引用元: threading --- スレッドベースの並列処理 — Python 3.7.4
現状では、優先度 (priority)やスレッドグループがなく、スレッドの破壊 (destroy)、中断 (stop)、一時停止 (suspend)、復帰 (resume)、割り込み (interrupt) は行えません。
しかし、pythonapiにあるPyThreadState_SetAsyncExcを使うと、スレッドの割り込みができます。詳細は 初期化 (initialization)、終了処理 (finalization)、スレッド — Python 3.7.4 ドキュメント を参照してください。これで現スレッドに対してTimeExceptionを送ることができます。
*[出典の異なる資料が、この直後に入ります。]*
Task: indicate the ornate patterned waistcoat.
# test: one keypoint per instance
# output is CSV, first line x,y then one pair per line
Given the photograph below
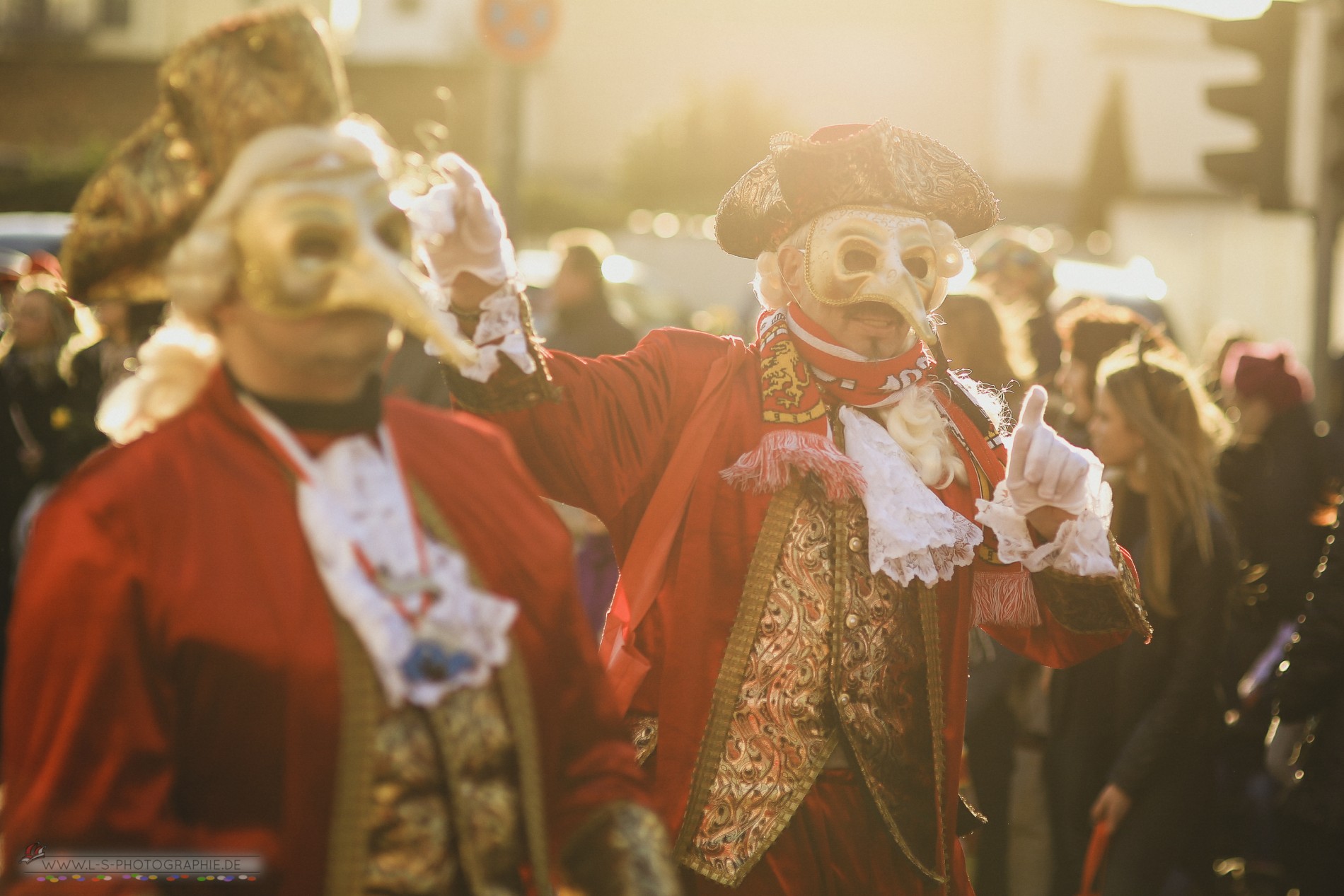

また、メインスレッドが終了したらこのサブスレッドも終了するようにtimer.setDaemon(True)とします。最後にサブスレッドを実行します。withブロック実行後、timer.cancel()でサブスレッドを止めて、timer.join()でサブスレッド終了まで待ちます。
では実際にこのコンテキストマネージャを実行してみます。 SIGALRM編 で実装したサンプルコードのうち、withブロックのコンテキストマネージャをtime_limit_with_threadに変えるだけです。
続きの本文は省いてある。